Today’s forecast calls for 5 to 10 decades of drear

SEATTLE – A climate researcher at the University of Washington says Pacific Northwest winters will be getting grayer and rainier over the next 50 to 100 years, because of a low-pressure system near the Aleutian Islands that is moving farther to the north and east.

Eric Salathe said weather that far in the future may not seem relevant to the average person, but the storms brought on by climate change will affect everyone paying for or designing a new bridge or roadway today.

Weather systems near the Aleutian Islands affect rain patterns in western Oregon, Washington, British Columbia and Alaska because the path of storms along the jet stream is affected by what happens in and above the Pacific Ocean, Salathe explained.

“The whole storm system in the north Pacific is tracking northward,” but that’s just half of the story, Salathe said. “Even though the storms are moving northward, they are becoming more intense.”

He predicted a 5 percent to 15 percent increase in Washington and Oregon rain and a 10 percent to 20 percent increase in Alaska rain 50 to 100 years from now.
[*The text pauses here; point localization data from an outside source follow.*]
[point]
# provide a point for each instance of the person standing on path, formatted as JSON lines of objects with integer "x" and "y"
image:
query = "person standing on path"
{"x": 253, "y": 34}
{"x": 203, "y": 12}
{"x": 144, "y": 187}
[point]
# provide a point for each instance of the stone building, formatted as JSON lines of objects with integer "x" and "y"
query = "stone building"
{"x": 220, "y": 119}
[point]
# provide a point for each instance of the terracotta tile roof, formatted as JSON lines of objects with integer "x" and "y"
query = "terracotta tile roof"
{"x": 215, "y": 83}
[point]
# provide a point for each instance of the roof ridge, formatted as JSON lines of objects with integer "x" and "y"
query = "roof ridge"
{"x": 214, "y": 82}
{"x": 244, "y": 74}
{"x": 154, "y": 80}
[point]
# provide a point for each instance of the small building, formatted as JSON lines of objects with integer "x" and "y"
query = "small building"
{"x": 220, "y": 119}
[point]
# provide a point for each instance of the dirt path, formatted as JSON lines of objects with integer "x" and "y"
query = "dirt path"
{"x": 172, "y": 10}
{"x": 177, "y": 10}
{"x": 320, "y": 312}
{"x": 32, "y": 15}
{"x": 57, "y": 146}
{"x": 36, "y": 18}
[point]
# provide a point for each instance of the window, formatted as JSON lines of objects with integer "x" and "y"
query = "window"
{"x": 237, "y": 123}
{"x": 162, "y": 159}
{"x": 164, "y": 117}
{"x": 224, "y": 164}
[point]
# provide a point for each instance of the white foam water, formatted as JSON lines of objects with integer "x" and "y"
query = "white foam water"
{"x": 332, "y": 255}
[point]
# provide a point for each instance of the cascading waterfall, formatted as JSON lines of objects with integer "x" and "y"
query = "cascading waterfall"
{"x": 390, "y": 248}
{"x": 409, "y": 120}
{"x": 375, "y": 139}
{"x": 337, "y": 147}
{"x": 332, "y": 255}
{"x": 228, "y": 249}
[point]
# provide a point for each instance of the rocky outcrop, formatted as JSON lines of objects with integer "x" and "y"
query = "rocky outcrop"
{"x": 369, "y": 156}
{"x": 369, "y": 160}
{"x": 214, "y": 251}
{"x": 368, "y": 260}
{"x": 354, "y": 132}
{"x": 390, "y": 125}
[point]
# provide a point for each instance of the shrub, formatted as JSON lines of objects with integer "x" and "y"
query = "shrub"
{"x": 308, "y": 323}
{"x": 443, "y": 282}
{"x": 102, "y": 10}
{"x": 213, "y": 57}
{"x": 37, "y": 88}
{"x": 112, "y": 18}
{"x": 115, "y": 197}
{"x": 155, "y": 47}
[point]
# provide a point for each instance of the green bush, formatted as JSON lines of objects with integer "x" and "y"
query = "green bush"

The storms will be both more intense and more frequent, leading to more flooding, more water flow in rivers and erosion of salmon habitat.

“The problem is it’s more water, but more water at the wrong time. We already have plenty of water in November,” Salathe said.

When asked if this forecast could be good news for skiers, the researcher said it probably wouldn’t be helpful to anyone but engineers and planners. Lower-elevation ski areas could see more rain than snow in future seasons because of a combination of global warming and increased precipitation, he said.

People who design infrastructures such as bridges and storm water systems with underground pipes or culverts depend on information such as Salathe’s report, which was published Oct. 13 in the online edition of the journal Geophysical Research Letters.

“Often they plan these things based on what we’ve seen in the recent past. The future isn’t going to look like the past,” Salathe said. “The best thing is to factor in a little bit more margin of safety.”

Salathe said computer technology improvements in the last five years have made this kind of precise climate predicting possible. His team of researchers, part of the university’s Joint Institute for the Study of the Atmosphere and Oceans, took data gathered by other scientists around the world and analyzed it for the Pacific Northwest. The study was paid for by the National Oceanic and Atmospheric Administration.

He said the Pacific Northwest’s climate could eventually be modified if people act to halt or slow global warming and climate change, but previous policies and actions have already decided what will happen in the next 50 years.

“If we stabilized emissions, these scenarios have much less of an impact on the later half of the century,” Salathe said, suggesting people drive less, use more efficient vehicles and influence developing economies like China to be more energy efficient than the United States has been. “The worst parts are still up to us.”